The Sparky ('Electrician', the Royalty of all Trades) is awestruck and can only look at Saint Peter with his mouth wide open. When he regains his power of speech, he looks up at Saint Peter and says "Saint Peter, I lived my life in the eternal hope that when I died I would be judged by God and be found to be worthy, but I only lived to be forty."

"That's simply impossible son," says Saint Peter, "We've added up all your time sheets."
 
A little boy blows up a balloon and starts flicking it all around the house with his finger. His mother tells him to stop it as he's liable to break something, but the boy continues.

"Johnny!" Mom screams. "Knock it off. You're going to break something."

He stops and eventually Mom leaves for a short trip to the shopping center.

Johnny starts up with the balloon again after his mom has left for the store. He gives it one last flick and it lands in the toilet where he leaves it..
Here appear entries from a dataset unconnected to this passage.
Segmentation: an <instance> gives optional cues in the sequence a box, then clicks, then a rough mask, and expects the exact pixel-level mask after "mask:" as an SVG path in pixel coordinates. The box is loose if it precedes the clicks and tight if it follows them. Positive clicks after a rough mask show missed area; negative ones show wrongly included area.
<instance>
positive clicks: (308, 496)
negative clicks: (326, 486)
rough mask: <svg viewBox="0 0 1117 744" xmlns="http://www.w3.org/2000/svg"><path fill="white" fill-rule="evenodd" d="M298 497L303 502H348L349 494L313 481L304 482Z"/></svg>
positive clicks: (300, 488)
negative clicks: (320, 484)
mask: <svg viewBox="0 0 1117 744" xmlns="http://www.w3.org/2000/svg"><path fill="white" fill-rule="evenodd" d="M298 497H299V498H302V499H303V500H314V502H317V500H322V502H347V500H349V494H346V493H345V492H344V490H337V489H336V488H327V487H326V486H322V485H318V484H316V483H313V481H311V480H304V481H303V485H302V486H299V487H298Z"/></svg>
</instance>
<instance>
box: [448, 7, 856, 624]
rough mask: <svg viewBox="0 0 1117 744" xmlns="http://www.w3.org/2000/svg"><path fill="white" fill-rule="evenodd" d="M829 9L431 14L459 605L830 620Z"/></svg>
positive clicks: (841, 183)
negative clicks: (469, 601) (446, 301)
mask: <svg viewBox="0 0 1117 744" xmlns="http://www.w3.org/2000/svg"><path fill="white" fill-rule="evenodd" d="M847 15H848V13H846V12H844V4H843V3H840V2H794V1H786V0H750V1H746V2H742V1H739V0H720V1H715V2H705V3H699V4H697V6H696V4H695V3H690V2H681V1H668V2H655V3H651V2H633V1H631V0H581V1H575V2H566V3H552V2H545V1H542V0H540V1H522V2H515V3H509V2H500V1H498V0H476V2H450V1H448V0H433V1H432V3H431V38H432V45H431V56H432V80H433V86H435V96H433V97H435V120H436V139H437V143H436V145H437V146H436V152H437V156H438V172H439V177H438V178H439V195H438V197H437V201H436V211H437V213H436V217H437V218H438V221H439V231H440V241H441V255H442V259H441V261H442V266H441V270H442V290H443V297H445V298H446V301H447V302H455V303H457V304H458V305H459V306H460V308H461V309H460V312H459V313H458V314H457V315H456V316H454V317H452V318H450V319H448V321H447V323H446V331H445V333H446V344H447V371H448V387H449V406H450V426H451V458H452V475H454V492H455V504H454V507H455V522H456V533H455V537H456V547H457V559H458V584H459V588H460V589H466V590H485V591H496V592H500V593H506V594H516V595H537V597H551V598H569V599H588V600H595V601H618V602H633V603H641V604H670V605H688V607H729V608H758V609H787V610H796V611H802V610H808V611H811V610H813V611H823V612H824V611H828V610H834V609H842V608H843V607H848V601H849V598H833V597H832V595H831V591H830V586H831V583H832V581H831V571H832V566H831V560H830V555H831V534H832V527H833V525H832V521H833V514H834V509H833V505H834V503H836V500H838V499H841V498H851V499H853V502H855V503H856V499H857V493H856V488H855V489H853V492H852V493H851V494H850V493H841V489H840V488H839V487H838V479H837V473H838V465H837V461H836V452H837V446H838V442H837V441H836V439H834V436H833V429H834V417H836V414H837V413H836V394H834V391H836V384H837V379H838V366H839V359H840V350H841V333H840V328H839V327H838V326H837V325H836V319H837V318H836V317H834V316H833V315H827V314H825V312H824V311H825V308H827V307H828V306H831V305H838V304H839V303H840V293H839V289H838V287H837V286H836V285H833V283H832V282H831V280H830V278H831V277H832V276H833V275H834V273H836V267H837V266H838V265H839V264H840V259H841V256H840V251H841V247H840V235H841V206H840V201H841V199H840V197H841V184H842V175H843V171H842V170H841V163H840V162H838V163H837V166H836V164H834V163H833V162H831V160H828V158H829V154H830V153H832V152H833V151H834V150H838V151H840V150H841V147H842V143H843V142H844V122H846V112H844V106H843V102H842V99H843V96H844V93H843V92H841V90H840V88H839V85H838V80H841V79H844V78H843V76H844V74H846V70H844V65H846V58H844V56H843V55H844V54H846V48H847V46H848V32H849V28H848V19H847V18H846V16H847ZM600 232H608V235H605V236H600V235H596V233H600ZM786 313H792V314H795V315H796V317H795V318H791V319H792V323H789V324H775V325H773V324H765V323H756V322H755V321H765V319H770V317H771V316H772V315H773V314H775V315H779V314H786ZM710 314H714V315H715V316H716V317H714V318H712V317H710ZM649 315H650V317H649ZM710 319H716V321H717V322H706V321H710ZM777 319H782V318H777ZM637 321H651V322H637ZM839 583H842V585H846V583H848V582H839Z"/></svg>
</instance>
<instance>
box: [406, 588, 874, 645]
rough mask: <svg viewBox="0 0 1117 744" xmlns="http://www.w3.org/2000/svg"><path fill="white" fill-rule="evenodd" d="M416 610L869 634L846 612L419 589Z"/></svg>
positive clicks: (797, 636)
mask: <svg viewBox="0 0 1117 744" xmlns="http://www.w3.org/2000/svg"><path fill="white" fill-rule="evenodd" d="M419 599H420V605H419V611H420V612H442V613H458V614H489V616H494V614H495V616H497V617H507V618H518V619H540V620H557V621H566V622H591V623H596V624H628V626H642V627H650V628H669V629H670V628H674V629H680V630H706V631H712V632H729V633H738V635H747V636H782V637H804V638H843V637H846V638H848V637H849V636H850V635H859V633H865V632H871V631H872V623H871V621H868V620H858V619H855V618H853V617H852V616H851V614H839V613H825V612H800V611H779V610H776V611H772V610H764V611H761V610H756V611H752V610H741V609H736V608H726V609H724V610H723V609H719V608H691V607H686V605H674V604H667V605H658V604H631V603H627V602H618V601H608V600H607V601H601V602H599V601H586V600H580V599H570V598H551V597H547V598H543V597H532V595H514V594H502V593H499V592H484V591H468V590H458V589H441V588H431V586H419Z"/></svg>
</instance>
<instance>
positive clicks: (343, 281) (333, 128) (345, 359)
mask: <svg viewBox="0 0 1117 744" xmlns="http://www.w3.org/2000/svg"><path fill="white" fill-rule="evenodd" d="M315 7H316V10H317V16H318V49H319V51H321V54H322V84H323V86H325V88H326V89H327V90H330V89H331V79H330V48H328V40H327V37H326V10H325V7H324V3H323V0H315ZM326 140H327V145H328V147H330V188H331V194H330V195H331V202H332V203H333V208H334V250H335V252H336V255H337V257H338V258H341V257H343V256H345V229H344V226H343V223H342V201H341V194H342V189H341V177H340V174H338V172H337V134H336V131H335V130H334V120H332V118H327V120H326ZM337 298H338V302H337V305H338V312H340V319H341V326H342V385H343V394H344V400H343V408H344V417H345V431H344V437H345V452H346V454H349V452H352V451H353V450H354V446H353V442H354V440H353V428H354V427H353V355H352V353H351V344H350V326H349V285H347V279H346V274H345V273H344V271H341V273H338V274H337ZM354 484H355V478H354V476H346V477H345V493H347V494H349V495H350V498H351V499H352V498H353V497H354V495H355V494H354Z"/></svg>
Mom comes in and while putting away the groceries gets the sudden urge, a diarrhea run.

She can hardly make it to the toilet in time and SPLASH, out it comes.

When she's finished, she looks down and can't believe what she's seeing. She's not sure what this big brown thing is in the toilet! She calls her doctor.

The doctor is baffled as she describes the situation, but he assures her he'll be over shortly to examine everything.

When he arrives she leads him to the bathroom and he gets down on his knees and takes a long, hard look at the thing.

Finally, he takes out his pen and touches it to see what it might be and POP! The balloon explodes and poop is everywhere. On him, the walls, etc.

"Doctor! Doctor! Are you all right?" She asks.

He says, "I've been in this business for over 30 years, and this is the first time I've ever actually seen a fart!"